Gözümün önüne getirdi
ASY Arena’da kazanılan bu sonuç muazzam bir dönüş müdür? Hayır! Hamza Hamzaoğlu’nun haksız, insafsız ve sportmenliğe asla yakışmayan şekilde gönderilmesi provokasyonundan itibaren, hep şunu düşündüm ‘yalanlar seni ileri götürebilir ama asla geri dönemezsin!’ UEFA süreci, Denizli vaziyeti, Selçuk’un Trabzonspor ve Başakşehir’e net(!) golleri... Bursaspor’un bulunduğu mevkiden Hamzaoğlu ve ekibi eşliğinde yola çıkıp Galatasaray’ı puan olarak geçmeye doğru yönlenmesi, Kıyaksaray’da 20 yıldır sergilenen tiyatro ve yalanları gözümün önüne getirdi... Bir tarihi kadro ve başarılarının vebaliyle, yönetim günahlarını yani!
‘’Bu Gençler'e şapka çıkarılır!‘’
En öndeki ve en arkadakinin ne denli önemli olduğunu çok net anlatacak, keyifli bir 90 dakikaydı. İki pehlivanın el ense ya da künde kovaladığı havada süren oyunun 23. dakikasında Kadir’in ortasına Onur kafasıyla çok şık vurdu: 0-1. Kaleyi tutan ilk top gol olmuştu yani. 25’te Aydın sağdan dalıp sol çaktı ama olmadı. Sonra en arkadaki adam Hopf 2 kez üst üste, yüzde 100 gole ‘hop!’ dedi.
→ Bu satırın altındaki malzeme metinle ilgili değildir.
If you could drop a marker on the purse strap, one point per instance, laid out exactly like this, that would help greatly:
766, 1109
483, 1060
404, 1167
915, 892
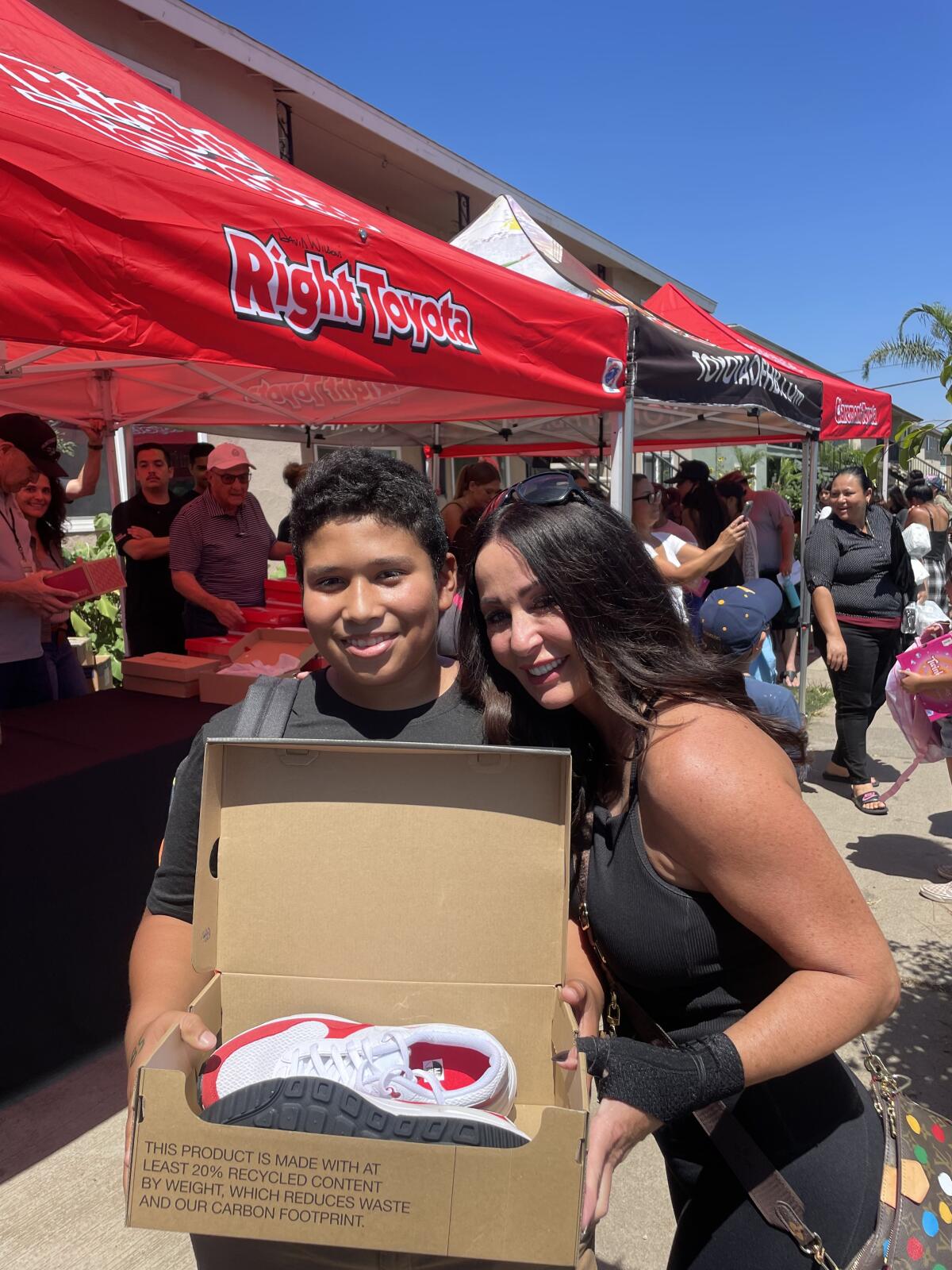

Akhisar’ın daha ilk yarıda 2 veya 3 golle öne geçme şansını da yok etti. Üzülmez ve Arslan futbolculuklarını iyi bildiğim karakterli, elit sporcular. Aynı namuslu ve özenilesi yapı teknik adamlık dönemlerinde de, vizyonda. Bu kültür futbolcularına da yansımış. Öyle olunca da çok başarılı iki ekip ve genç hakem Halil Umut Meler’i keyifle izledim. Gelecek adına da umutlandım gerçekten.
Hakeme dikkat!
Animasyona zerre taviz vermeyen bir hakem ve kararlara saygılı sporcu yapısı sahnedeydi Başkent’te. İkinci yarı roller değişmiş ve bu kez en öndeki adamın ‘star’ olma vakti gelmişti. Baskılı başlayan ev sahibi 60’da penaltı kazandı ve Stancu 1-1’i sağladı. 67’de Stancu savunmayı adeta uyuttu ve sağ dışla çok şık bir gol daha yaptı: 2-1. En öndeki ‘Adam’ 70’te bir de asiste adını yazdırdı ve Djalma Üzülmez’i 3-1’e taşırken, Cavcav da sevinç gözyaşlarına boğuldu.
Öndeki ve arkadaki
Haklı çıkmış olmanın mutluluk gözyaşları mıydı, Başkan’ın heyecanı acaba? En öndeki ve en arkadaki görevini layıkıyla yaptığında pek sorun kalmıyor ve ortadaki sensör Hleb’in becerileri daha net gözlenebiliyor. ‘Güzel oyun dedikleri’ bu olmalı galiba.